- Directed by: Alexander Hammid;
- Release date: 1947;
- Running time: 22 minutes
- Country: United States
- Language: Silent (English intertitles)

= The Private Life of a Cat =

The Private Life of a Cat is a 1947 black and white experimental documentary film directed by Alexander Hammid with narration by Maya Deren. Archive.org summarizes the film as an "intimate study" of a female cat who gives birth to a litter of kittens and shows their maturation.

==Synopsis==

The Private Life of a Cat (1947)

The film is entirely silent and shot from the cat's eye-level; "He", an all white short-haired male cat, grooms "She", a fluffier female. After two months they find a spot "for the family", and soon after the mother goes into labour. The film shows graphically the kittens being born without the help of human hands, and then getting nursed and washed by their mother. The kittens grow, and the parent cats roam freely around their owners' apartment (Hammid and Deren). The kittens learn how to walk and begin to get more active, playing with each other and clawing various furniture.

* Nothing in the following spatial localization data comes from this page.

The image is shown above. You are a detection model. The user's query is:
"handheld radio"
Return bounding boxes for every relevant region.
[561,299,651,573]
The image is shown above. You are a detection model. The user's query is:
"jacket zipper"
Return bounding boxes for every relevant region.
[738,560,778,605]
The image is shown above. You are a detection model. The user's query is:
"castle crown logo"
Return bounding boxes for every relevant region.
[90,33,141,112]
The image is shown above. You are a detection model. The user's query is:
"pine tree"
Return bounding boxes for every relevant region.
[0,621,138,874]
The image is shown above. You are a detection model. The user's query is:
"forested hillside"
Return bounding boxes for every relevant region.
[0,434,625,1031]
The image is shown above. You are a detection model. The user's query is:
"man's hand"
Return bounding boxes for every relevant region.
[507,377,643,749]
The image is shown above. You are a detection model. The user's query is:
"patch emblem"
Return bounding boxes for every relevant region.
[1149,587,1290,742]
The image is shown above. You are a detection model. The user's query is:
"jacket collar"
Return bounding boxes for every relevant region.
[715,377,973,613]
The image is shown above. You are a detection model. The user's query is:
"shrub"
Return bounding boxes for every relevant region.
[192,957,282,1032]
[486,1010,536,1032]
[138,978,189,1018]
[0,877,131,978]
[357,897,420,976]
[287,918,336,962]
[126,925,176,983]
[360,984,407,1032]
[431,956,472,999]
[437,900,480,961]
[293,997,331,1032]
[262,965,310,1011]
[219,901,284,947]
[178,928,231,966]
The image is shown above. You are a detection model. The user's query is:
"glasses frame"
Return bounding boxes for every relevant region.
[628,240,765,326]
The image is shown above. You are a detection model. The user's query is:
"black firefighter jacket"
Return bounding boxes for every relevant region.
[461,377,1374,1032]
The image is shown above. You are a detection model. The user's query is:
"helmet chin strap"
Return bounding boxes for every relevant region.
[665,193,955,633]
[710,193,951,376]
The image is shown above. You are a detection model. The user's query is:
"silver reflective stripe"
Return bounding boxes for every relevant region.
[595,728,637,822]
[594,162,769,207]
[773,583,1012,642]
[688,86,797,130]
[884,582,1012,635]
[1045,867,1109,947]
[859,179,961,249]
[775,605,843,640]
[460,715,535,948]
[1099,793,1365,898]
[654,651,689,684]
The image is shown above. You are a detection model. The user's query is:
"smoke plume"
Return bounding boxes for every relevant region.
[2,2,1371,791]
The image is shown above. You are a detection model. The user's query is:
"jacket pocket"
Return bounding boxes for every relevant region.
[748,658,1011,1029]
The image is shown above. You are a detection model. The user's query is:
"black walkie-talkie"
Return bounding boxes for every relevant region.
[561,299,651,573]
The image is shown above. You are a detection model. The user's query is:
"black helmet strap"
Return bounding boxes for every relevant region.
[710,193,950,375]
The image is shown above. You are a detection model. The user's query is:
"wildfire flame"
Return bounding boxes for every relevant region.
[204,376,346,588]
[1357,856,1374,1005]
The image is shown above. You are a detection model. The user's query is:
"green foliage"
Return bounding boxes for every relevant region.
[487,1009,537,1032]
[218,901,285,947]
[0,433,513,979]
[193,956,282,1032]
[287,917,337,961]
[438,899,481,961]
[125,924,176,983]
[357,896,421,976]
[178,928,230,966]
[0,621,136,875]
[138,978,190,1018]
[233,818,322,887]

The film then ends by showing the same scene from the beginning where "He" courts "She".

==Reputation==
Top Documentary Films rates The Private Life of a Cat 7.70/10 stars, saying that it is "very touching", and that it is "[b]eautifully photographed and executed. With subtitles, no dialog, and a refreshing absence of human beings on screen." Dangerous Minds wrote "[t]his beautiful 1944 silent film from husband-and-wife team Maya Deren and Alexander Hammid is quite possibly the only evidence we need that cats are the ultimate well-spring of creativity."